Answer:

Relation between polarization P, Susceptibility $\chi$ and $\in_{r}$:

Consider a parallel plate capacitor with plates between which an electric field $E_{0} $exists. If $\sigma$ is the change/unit area then using gauss law.

$E_{0} = \dfrac{\sigma}{ E_{0} }$ …………………………….(1)

Let the dielectric slab be placed between the two plates. Due to polarization, charges appear on the two faces of the slab, and establish yet another field within the dielectric. Let the field be $E_{i}$.As explained earlier, the field due to polarization will be in a direction apposite to the of $E_{0}$.

\therefore the resultant field E in the material can be written as,

$E= E_{0} - E_{i}$…………………………………………..…………(2)

If $\sigma_{p}$ is the charge/unit area on the slab surfaces, then by the following equation (1) we write

$E_{i} = \dfrac{\sigma_{p}}{ \epsilon_{0} }$ …………………………….(3)

\therefore from equation (1),(2),(3)

$E= \dfrac{\sigma}{ \epsilon_{0} } - \dfrac{\sigma_{p}}{ \epsilon_{0} }$  or  $\in_{0} E = \sigma - \sigma_{p}$…………………………….…(4)

Since magnitude of polarization P = charge/unit area,

$P = \sigma_{p}$

Also by gauss law we know that,

$D = \sigma$

Where D is the electric flux density

$\therefore$ equation (4) can be written as,

$\epsilon_{0} E = D – P$ or$ D = \epsilon_{0} E + P$………………………………………….(5)

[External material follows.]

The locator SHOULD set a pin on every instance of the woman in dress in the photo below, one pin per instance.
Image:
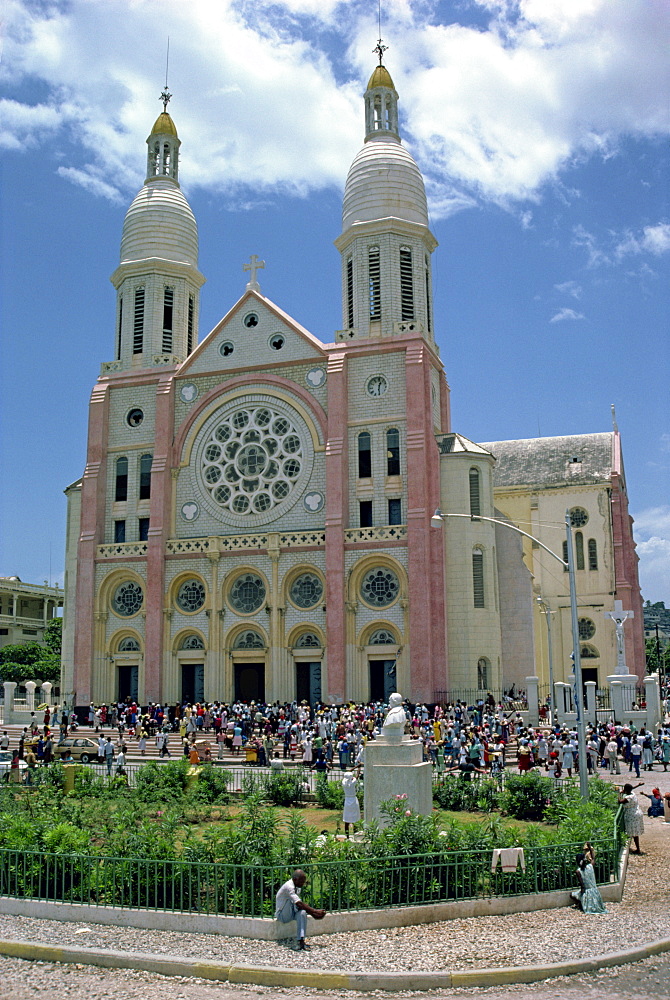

We know by our studies of electrostatics,

$D = \epsilon_{0}\epsilon_{r} E$

Substituting the above in equation (5) we get

$\in_{0}\in_{r} E = \epsilon_{0}E + P$

OR

$ P = \epsilon_{0}(\in_{r} - 1)E$………………………………………………………………….(6)

OR

$P = \epsilon_{0}\chi E$,

Where$ \chi = (\epsilon_{r} - 1)$, is the dielectric susceptibility of the material.